Shares of the Houston-based company rose 2.9 percent to $51.43 in afternoon trading. The stock has gained about 2 percent this year.
Other North American oil producers, like MEG Energy Corp and Husky Energy Inc, have also moved to control spending and focus on shareholder returns, with crude prices not expected to rise markedly before the end of the decade.
On a conference call with investors, Conoco’s executives stressed their approach to maximizing shareholder returns, regardless of whether commodity prices improve.
“We don’t require a pathway, or market help, to get to cash flow neutrality,” Don Wallette, the company’s chief financial officer, said on a conference call.
Analysts said the results reflected Conoco’s increasing focus on controlling costs and focusing on improving operations, though the company’s unexpected $600 million contribution to its U.S. pension program zapped cash flow.

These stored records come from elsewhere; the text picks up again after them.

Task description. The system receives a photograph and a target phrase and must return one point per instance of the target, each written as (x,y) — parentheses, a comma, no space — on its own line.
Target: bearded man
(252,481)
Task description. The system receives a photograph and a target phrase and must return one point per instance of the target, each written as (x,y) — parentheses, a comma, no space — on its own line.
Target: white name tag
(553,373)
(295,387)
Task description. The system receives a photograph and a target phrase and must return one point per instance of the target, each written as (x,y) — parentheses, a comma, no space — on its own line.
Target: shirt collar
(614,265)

Pension funding is often based on future assessments of reserve levels, taking into account interest rates and other factors. Companies occasionally do have to inject cash into pensions to meet minimum funding requirements if investments do not keep pace.
Conoco reported third-quarter earnings of $420 million, or 34 cents a share, compared to a loss of $1.04 billion, or 84 cents per share, a year earlier.
Excluding one-time items such as asset sales and costs to exit Nova Scotia operations, Conoco earned 16 cents per share. By that measure, analysts expected earnings of 8 cents per share, according to Thomson Reuters I/B/E/S.
The company also lowered its 2017 capital budget by 10 percent to $4.5 billion.
Production fell 23 percent to 1.2 million barrels of oil equivalent per day (boepd). Some of Conoco’s output in the U.S. Gulf of Mexico and the Eagle Ford shale of Texas was pushed offline by hurricanes in the U.S. Gulf Coast region earlier this year, denting profit.
In the aftermath of Hurricane Harvey, which battered Houston region in August, Conoco was unable to reach its global headquarters, forcing the company to run all of its operations remotely.
Conoco said it still expects to end the year pumping about 1.4 million boepd, despite the budget cuts, largely due to efficiency and new technology.
Conoco plans to hold an investor day in New York in early November to discuss its 2018 spending plans.